Leftover Ham or Turkey Eggs Benedict
For many, the best part of holiday dinners is the leftover meals the next day. Hollandaise is not as scary as it seems, and eggs benedict is a fantastic way to use leftover Ham or Turkey! You can make this recipe your own by using your favorite SKORDO Blend to season the sauce, I chose SKORDO Cajun Blackening Seasoning today but have loved SKORDO Harissa Spice Blend and SKORDO Berbere for it in the past. There are techniques all over the internet of blender or microwave variations, below you’ll find a classic method for the stovetop. I reach for this one since you’ll need the simmering pot for poached eggs anyway!
Makes 4 servings
For the hollandaise:
- 1 stick of unsalted butter, use the good stuff if you have a favorite!
- 2 egg yolks
- Splash of water
- 2 teaspoons SKORDO Cajun Blackening Seasoning
- Lemon juice, optional
For the eggs benedict:
- Sliced ham or turkey
- English Muffins
- Eggs, generally 2 per person
- 2 teaspoons white or apple cider vinegar
Toast your english muffins. If you have leftover biscuits from dinner those would be yummy too!
Warm your proteins, either in a saute pan with some oil/butter or in the oven on a sheet tray.
Poach your eggs: Bring a small pot of water to a simmer. Crack your egg into a dish for easy pouring. Add your vinegar, and with a slotted spoon begin swirling to create a whirlpool in the center. Drop your cracked egg into the center of the pot and let cook for 1-2 minutes or until desired runniness. You can pull the egg out at any time after the whites are cooked and poke it to see how runny/firm. Remove eggs and let drain on a paper towel until ready to plate.
Make your hollandaise: Keep your pot of water at a low simmer and find a heat safe bowl that fits snug on top to create a double boiler.

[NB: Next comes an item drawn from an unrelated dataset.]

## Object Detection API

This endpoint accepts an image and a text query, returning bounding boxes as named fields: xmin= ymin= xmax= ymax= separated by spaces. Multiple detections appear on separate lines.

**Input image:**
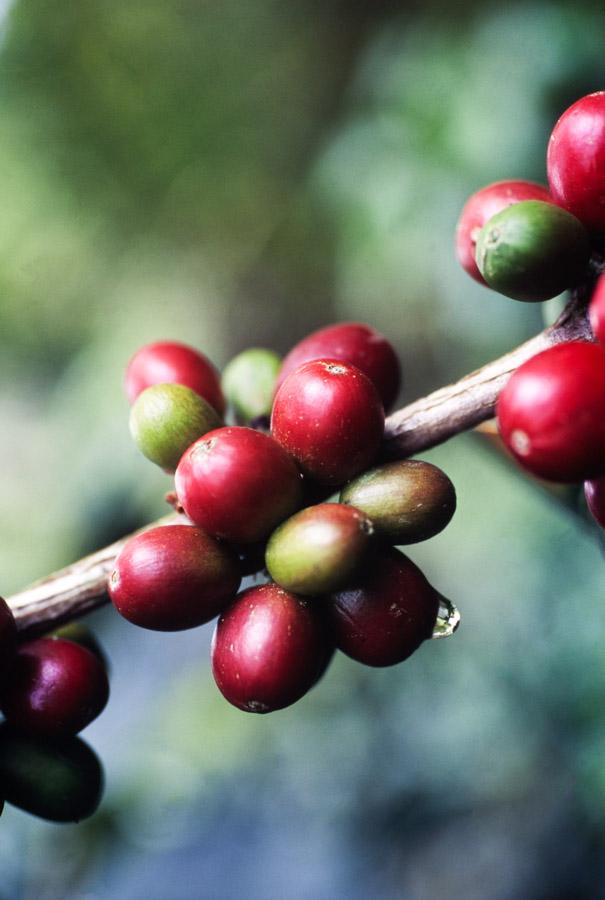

Melt your butter and keep it warm.
Separate your eggs and add egg yolks to the bowl. Whisk to blend and move bowl to double boiler. Whisking the entire time, cook for 30 seconds and remove from heat, continuing to whisk.
Bring bowl back to double boiler and drizzle in a portion of your butter while whisking. Cook for 30 seconds and remove from heat, continuing to whisk. Repeat this method of on/off heat and drizzling butter until all butter is added and desired thickness is reached. If hollandaise ever gets too thick, drizzle in a small amount of water. Be careful not to leave bowl on heat for too long at any point as eggs can curdle or sauce can break. Once consistency is reached, remove from heat and season with SKORDO Cajun Seasoning and a touch of lemon juice if desired.
Assemble your benedicts: Layer your protein on top of your toasted english muffins, then transfer your eggs and pour over your hollandaise sauce. Sprinkle some more seasoning on top and enjoy!